Our War: Ireland and the Great War, is written by some of Ireland’s leading historians. It includes contributions from TCD Professors Terence Brown and David Fitzpatrick and from Dr Catriona Pennell, who completed her PhD in the Department of History this year. It provides an Irish perspective on World War One, which saw over 200,000 Irish soldiers fighting and some 30,000 dying. Throughout the book a number of the writers argue that the Great War brought gains as well as losses to Ireland and that it had an impact on every aspect of Irish life, whether personal, social, economic or political.

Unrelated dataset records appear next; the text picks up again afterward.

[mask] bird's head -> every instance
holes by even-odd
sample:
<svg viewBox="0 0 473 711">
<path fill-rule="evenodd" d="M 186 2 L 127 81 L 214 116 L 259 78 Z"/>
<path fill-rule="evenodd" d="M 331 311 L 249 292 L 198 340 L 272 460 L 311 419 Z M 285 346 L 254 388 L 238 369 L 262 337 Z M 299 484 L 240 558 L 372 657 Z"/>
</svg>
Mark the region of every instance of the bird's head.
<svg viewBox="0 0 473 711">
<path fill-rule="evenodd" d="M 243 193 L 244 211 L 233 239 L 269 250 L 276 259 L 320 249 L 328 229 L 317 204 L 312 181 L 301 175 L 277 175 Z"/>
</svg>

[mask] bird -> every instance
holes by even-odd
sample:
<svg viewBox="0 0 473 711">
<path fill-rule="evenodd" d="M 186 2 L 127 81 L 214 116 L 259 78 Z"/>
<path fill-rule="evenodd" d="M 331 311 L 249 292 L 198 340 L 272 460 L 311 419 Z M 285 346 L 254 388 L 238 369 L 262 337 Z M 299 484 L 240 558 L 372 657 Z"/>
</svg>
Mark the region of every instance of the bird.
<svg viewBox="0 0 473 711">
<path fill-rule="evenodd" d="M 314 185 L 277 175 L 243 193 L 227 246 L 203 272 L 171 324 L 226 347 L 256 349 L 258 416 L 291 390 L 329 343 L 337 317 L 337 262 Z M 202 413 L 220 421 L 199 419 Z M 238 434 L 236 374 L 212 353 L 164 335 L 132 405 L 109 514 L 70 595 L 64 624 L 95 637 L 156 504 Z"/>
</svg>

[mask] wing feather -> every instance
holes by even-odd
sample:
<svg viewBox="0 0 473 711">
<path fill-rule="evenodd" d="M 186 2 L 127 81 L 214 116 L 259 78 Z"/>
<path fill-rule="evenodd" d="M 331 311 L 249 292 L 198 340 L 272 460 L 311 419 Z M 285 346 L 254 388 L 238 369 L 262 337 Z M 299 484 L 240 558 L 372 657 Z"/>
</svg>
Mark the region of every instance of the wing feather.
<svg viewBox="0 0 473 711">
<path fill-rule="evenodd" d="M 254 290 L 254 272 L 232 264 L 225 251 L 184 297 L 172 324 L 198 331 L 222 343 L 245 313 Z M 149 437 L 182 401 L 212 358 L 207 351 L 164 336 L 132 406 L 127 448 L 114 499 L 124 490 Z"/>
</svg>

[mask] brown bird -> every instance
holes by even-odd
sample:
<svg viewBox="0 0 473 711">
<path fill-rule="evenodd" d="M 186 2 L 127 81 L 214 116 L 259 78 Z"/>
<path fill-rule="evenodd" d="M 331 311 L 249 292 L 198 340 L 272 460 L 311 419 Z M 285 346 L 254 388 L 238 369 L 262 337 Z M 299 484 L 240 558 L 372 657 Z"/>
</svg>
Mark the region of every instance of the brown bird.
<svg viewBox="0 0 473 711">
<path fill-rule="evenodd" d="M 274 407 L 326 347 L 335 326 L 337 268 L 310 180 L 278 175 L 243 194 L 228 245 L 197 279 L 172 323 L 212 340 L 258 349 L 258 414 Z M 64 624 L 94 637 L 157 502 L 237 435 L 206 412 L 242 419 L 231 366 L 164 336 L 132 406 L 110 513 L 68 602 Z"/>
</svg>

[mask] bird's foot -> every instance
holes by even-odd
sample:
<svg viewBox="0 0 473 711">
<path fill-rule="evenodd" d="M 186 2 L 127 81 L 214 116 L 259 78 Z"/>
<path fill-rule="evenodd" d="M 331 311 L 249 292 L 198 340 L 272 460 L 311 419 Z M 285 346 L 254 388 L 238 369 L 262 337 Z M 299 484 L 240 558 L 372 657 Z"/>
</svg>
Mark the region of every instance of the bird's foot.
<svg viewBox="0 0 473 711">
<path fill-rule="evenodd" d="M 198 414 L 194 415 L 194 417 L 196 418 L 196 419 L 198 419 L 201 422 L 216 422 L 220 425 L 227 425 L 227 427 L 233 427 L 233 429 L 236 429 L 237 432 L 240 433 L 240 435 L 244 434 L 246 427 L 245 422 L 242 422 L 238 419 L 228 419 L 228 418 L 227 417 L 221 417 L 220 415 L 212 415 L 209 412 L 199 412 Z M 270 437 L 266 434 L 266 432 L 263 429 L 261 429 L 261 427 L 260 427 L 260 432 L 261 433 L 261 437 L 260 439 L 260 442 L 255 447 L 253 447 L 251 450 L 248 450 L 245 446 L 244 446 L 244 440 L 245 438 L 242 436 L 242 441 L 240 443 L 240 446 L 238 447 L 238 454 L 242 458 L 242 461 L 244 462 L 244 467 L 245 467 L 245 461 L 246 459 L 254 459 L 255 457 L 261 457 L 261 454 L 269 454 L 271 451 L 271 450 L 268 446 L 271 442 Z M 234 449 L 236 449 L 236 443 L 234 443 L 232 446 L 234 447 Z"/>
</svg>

“In every sense the Great War was ‘our war’. Since it contributed decisively to the major turning point of twentieth century Irish history, 1913-1923, which saw a polarisation and realignment of national and political identities that has lasted to the present,” states the book’s editor Professor John Horne. “The book originated from two events held in Trinity in 2007. The first, an exhibition in the Library entitled ‘Ireland and the First World War’, was organised by TCD’s Keeper of Early Printed Books, Charles Benson. The second was the annual Glucksman Memorial Symposium ‘The Unthinkable: Europe, Ireland and the Great War’ organised by the Dean of Arts and Humanities, Professor Terence Brown, and the Long Room Hub.”
Our War: Ireland and the Great War relays the experience of ordinary Irish people during the war and chronicles the effect this war had, and still has, on Irish society. The lives and deaths of soldiers in the trenches, volunteer nurses, women, politicians and the workforce are all examined. Archival letters, diaries, wills and illustrations, including a number from Trinity’s Library collection, are reproduced documenting the pride, fear, anxiety and sorrow felt by soldiers, nurses, sweethearts, families and friends in the period.
About the Editor
John Horne is Professor of Modern European History at Trinity College Dublin where he is Director of the Centre for War Studies. He is a leading expert on the Great War internationally and has published with Alan Kramer the prize winning German Atrocities, 1914 and A History of Denial. He is currently editing the Blackwell Companion to the First World War and writing a history of France in the Great War.
Throughout the week to mark the 90th Anniversary of the end of the Great War
RTÉ is running a wide selection of World War One programming on radio and television based on the Great War. The Irish Times will also run a special feature in on Saturday October 8th.